Sotoudeh’s release followed warnings last month by human rights groups that her health had severely deteriorated after she staged a six-week hunger strike to demand the release of political prisoners and rights activists.
“Nasrin Sotoudeh… went on furlough with the agreement of the assistant superintendent of the women’s prison,” the judiciary’s Mizan news agency said, without giving further details.
Iran has granted temporary release to thousands of prisoners following concerns over the spread of the coronavirus in jails in the Middle East’s worst-hit country.
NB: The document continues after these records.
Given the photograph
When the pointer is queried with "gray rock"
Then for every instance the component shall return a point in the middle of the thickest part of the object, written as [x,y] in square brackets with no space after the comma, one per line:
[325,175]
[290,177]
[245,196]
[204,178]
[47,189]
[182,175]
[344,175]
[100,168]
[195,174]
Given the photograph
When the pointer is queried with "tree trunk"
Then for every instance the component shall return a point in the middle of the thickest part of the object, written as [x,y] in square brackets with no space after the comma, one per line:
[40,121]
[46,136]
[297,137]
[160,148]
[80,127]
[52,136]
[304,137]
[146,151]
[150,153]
Sotoudeh, 57, who has represented opposition activists including women prosecuted for removing their mandatory head scarf, was arrested in 2018 and charged with spying, spreading propaganda and insulting Iran’s supreme leader.
Sotoudeh, who denied the charges, was sentenced to 38 years in prison and 148 lashes.
Just eight years earlier, she was jailed on similar propaganda charges and for conspiring to harm state security – charges she also denied – and was released after serving half her six-year term.
The European Parliament awarded her the Sakharov Prize for human rights in 2012.